Ein Indiz für diese methodischen Schwachpunkt der Datierung liefert die Untersuchung der Knochengesundheit noch heute lebender Jäger und Sammler, die sich selbst im hohen Alter in einem Zustand befindet, die der eines an Jahren wesentlichen jüngeren gesunden Menschen in den Industrienationen ähnelt.
Diese Aspekte würdigend, kann man, so meine ich, mit einem hohen Maß an Berechtigung die Hypothese aufstellen, dass unsere altsteinzeitlichen Ahnen im Mittel sogar deutlich älter wurden als 54 Jahre. Und, wenn sie mit etwas Glück und Verstand, von den damals üblichen Haupttodesursachen (Verletzungen, Infektionen, Opfer von Raubtieren) verschont geblieben sind, sogar ebenso alt geworden sind wie wir heute im Mittel. Nur eben mit dem - für mich wesentlichen - Unterschied, dass sie einen deutlich besseren Gesundheitszustand auch im hohen Alter geniessen konnten, als wir dies heute können, ähnelt doch das Altwerden heute eher einem zähen und schier endlosen Siechtum, wenn man die Lebensqualität von pflegebedürftigen Menschen objektiv würdigt.
Detlev Ganten, Evolutionsmediziner und einer der bedeutensten medizinischen Forscher Deutschlands, hat es in einem Interview mit dem SWR auf die Frage „Spricht denn die geringe Lebenserwartung der Steinzeitmenschen nicht gegen die Theorie vom gesunden Steinzeit-Leben?“ sehr treffend als Antwort formuliert:
„Es klingt vielleicht etwas paradox, aber man könnte sagen: Die Vorteile des Steinzeitlebens können erst heute richtig zum Tragen kommen - in einer Zeit, die uns dank Hygiene, Lebensmittelsicherheit, moderner Medizin (und auch weit friedlicherem Umgang miteinander als früher) ermöglicht, dass wir so alt werden können, dass diese Vorteile uns vor den Krankheiten des Alters schützen können.
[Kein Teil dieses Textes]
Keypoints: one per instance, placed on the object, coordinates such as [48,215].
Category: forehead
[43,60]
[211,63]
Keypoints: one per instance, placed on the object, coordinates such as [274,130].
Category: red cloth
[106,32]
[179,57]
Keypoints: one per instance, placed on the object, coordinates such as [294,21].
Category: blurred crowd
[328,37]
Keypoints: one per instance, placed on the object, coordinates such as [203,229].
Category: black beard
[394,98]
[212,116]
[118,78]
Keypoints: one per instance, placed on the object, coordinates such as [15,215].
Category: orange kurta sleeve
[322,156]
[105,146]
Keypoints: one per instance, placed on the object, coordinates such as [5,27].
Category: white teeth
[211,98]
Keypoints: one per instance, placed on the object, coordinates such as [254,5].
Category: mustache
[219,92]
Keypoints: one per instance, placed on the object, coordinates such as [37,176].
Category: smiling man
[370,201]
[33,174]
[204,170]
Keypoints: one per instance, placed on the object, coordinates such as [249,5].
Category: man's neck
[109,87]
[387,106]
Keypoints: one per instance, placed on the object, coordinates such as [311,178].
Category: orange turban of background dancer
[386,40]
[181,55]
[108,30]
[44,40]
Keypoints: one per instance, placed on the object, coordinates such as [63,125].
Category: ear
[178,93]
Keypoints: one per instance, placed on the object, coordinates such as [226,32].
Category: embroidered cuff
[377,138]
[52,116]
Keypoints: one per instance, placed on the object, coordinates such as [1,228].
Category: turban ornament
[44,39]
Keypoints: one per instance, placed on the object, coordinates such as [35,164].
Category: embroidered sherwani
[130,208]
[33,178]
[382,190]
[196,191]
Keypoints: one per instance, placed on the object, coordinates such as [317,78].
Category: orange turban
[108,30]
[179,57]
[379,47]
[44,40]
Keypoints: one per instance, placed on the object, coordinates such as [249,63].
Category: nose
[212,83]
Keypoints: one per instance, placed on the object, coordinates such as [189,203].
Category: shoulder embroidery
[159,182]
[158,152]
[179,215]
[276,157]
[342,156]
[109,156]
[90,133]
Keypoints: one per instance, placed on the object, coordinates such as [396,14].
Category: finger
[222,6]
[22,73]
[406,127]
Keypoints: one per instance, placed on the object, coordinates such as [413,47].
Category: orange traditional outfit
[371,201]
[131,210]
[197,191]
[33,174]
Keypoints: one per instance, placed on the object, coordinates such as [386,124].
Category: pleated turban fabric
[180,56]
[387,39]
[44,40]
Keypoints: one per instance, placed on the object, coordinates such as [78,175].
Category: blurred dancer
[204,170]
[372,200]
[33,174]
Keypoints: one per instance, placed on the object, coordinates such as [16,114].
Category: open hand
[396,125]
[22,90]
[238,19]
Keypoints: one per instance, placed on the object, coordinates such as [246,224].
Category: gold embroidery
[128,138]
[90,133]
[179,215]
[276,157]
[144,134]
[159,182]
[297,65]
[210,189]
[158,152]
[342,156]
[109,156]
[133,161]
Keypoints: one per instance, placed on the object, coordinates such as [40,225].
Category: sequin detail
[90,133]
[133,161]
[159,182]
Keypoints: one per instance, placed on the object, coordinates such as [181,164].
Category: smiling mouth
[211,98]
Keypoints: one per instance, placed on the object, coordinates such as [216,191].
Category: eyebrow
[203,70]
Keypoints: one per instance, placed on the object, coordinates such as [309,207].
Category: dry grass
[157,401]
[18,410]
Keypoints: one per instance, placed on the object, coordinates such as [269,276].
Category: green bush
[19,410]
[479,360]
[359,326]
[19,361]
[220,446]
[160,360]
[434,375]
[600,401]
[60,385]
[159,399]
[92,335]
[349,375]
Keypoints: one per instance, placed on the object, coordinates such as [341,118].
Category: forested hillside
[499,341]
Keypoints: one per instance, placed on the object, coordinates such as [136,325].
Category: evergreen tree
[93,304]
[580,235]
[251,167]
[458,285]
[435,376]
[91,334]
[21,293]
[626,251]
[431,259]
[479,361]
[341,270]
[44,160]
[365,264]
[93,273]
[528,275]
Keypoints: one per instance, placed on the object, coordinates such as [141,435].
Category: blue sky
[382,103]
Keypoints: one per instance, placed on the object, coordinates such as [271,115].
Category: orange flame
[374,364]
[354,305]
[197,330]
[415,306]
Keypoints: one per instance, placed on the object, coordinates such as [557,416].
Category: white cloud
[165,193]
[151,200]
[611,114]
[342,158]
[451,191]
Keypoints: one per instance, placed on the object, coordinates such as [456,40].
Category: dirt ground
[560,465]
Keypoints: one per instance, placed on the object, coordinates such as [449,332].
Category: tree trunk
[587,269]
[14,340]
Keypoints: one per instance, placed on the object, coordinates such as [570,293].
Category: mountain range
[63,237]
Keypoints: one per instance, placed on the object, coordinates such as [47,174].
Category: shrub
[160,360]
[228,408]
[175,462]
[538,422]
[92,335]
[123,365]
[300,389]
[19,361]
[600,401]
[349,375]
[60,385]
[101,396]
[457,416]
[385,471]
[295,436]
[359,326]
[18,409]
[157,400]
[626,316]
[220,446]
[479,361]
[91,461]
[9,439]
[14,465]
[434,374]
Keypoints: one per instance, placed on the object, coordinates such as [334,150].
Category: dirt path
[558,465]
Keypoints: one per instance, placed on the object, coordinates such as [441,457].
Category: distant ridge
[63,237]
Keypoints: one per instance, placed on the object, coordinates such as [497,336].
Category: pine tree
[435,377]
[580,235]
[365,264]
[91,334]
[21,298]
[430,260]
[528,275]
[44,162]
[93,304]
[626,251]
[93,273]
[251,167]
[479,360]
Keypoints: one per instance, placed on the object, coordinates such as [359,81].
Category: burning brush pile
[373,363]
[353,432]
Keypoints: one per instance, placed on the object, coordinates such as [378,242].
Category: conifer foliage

Wer mit 25 von Leoparden oder Parasiten aufgefressen wird, dem nützt es nichts, wenn sein Herz bis ins hohe Alter durchhalten würde.“
Niemand von uns will ein Pflegefall werden. Jeder von uns möchte alt werden aber dabei geistig und körperlich fit bleiben, so gut das möglich ist. Leben wir den evolutorisch gewachsenen und genetisch verankerten Erfordernissen entsprechend, emulieren wir also den Paleo-Lifestyle unter den Vorzeichen des 21. Jahrhunderts, so haben wir deutlich besser Chancen gesund ein hohes Alter geniessen zu können, als wenn wir so leben, wie dies die Masse tut. Unsere Gene sind in diesem Streben nicht unsere Gegner, sondern unsere Verbündeten. Unser wahrer Feind ist der Lebenstil der westlichen Welt.